GRACE, questo il nome del progetto installativo che colorerà la Tate Britain, è «la costante rivisitazione della cultura nera e dell’atteggiamento ambizioso in condizioni straniere. GRACE esplora il modo in cui mia nonna, mia madre e mia sorella si sono presentate con grazia nella comunità dei Caraibi britannici» ha affermato Alvaro Barrington. Una esplorazione dunque, sulla cultura caraibica – visto le radici haitiane e grenadiane dell’artista – che è ancor prima un intimo viaggio che esplora i temi del luogo, dell’appartenenza e di quei legami indissolubili che nonostante la lontananza ci portiamo dietro.
L’installazione site-specific – fra dipinti, sculture, assemblaggi di oggetti e paesaggi sonori – è suddivisa in tre atti e indaga principalmente l’animo di tre figure fondamentali nella sua vita: sua nonna Fredrica, la sua amica e sorella Samantha Harrison e sua madre Emelda. Una peregrinazione che racconta la storia di una vita, la sua, quella celebrativa e profonda, intrisa di ricordi e segreta, ora esplosa nella miriade di colori che ne caratterizzano l’installazione. Il direttore della Tate Britain Alex Farquharson ha non a caso dichiarato che «GRACE dimostra la capacità di Barrington di tradurre la storia personale in esperienze evocative e riconoscibili».
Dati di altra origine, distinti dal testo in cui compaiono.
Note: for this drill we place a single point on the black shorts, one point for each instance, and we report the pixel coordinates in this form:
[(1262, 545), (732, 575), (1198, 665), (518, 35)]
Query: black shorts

Un’enorme ballerina d’argento avvolta da innumerevoli tessuti, accoglie il visitatore nella galleria centrale: la diaspora afrocaraibica è qui espressa nella sua forma più libera, la scultura comunica, evoca danza, colori, movimento. Una frenesia che però finisce, proprio come l’ultima tappa del viaggio più bello: l’ambiente conclusivo ospita uno spazio fatiscente, costruito secondo le dimensioni di una cella di prigione americana e che allude all’urgente problema dell’incarcerazione di massa, testimonianza dei pericoli a cui ancora oggi la popolazione afroamericana è soggetta. Musica, allegria, carnevale che nascondono in realtà un’essenza assai più inquieta: quella del riconoscere il dolore, la paura, i maltrattamenti e anche la sottomissione.